ロッテからの3位指名に「えっ、オレ!?」 一度は野球をやめてモデルを目指そうとした最速153キロ右腕の波乱万丈
東洋大→ロッテ3位指名 一條力真インタビュー(前編)
えっ、オレ!?
それまで椅子に深く腰をかけていた一條力真が、自分の名前がアナウンスされた瞬間に背すじをピンと強張らせる。モニターの画面には、間違いなく「一條力真 東洋大学」の文字が映し出されていた。狂喜するチームメイトとハイタッチする一條の顔には、喜びよりも戸惑いの色が浮かんでいた。
千葉ロッテマリーンズからの3位指名。それは一條にとって望外の評価だった。
今秋のドラフトでロッテから3位指名を受けた東洋大・一條力真 photo by Sankei Visualこの記事に関連する写真を見る
【まさかの3位指名】
「プロのスカウトの方からは、事前に『5位』とか『下位』という評価を聞いていました。自分の指名はないだろうな......とラクな気持ちでドラフトを見ていたら、(チーム内で)一番早く名前を呼ばれてビックリしました」
じつは、一條は3位以内の指名でなければ、社会人の強豪チームに進む意向を示していた。調査書は6球団から届いていたものの、一條は「3位縛り」のハードルの高さになかばあきらめかけていた。だからこそ、ドラフト指名直後のリアクションからは「信じられない」という一條の本心が透けて見えた。
身長192センチ、体重90キロの大型右腕。最速153キロのストレートとフォークを武器にするリリーフタイプ。さらに端正なルックスが早くも話題になっている。
ただし、一條の底知れない潜在能力や歩んできた険しい道のりについては、あまり深く知られていないように感じる。

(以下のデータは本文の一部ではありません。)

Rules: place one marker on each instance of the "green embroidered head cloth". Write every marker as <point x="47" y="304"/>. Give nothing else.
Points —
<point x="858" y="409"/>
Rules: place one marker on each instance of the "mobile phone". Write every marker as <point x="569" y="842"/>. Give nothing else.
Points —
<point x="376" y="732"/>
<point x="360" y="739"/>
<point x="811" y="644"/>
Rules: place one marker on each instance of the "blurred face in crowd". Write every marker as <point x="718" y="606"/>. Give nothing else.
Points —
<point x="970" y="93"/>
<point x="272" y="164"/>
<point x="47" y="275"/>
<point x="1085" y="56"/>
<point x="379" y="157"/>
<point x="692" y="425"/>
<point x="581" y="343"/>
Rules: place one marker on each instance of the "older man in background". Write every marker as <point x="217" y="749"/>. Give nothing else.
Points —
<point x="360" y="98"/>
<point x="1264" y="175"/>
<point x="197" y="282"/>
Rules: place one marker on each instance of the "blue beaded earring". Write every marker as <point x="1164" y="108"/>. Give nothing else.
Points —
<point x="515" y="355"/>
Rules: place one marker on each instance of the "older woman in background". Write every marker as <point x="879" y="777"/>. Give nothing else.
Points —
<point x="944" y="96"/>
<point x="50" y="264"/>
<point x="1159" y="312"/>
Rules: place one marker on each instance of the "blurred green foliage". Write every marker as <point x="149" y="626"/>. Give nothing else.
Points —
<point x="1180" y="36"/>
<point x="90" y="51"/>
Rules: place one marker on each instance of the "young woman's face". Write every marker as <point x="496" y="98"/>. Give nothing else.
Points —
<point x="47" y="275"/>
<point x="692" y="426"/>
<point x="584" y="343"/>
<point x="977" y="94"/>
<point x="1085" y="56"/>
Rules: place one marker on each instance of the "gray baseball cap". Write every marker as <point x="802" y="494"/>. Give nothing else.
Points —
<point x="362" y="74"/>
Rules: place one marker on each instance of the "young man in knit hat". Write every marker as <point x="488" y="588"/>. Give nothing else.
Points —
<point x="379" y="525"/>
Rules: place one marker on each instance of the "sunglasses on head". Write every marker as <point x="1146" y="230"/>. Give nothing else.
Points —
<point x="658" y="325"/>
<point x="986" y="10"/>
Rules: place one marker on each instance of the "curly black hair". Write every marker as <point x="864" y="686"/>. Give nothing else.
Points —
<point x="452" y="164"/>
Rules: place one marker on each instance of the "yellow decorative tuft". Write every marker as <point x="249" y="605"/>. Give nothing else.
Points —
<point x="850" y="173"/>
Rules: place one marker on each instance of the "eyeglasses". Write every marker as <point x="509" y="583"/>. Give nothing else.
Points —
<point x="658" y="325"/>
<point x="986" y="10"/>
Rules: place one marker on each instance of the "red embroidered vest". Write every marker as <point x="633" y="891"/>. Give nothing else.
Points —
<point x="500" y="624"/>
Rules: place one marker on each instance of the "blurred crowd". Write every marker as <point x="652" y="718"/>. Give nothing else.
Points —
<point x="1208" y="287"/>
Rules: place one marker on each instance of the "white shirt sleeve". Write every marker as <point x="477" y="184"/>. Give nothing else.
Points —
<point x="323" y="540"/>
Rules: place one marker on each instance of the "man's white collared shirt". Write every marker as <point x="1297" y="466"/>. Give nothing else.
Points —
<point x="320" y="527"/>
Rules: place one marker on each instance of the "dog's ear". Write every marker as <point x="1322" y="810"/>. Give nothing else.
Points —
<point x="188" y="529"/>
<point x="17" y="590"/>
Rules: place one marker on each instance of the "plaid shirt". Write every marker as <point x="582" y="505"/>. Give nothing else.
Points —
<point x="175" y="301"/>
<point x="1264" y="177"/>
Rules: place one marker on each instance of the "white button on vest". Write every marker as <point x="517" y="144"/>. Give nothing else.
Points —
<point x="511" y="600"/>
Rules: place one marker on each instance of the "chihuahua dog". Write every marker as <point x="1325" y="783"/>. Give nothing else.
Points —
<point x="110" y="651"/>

この6年あまり、筆者は一條という投手を折に触れて見てきた。
初めて見たのは、常総学院高(茨城)2年時。長身痩躯の体に、しなやかでバランスのとれたフォーム。「将来性」がユニホームを着て投げているようだった。高校3年夏の一條のパフォーマンスを見た際には、「プロ志望届を出せばドラフト上位候補になったはずだ」と記事に書いている。
しかし、一條はプロ志望届を提出せず、東洋大に進学する。当時、大学に進学する理由を尋ねると、一條はこう答えた。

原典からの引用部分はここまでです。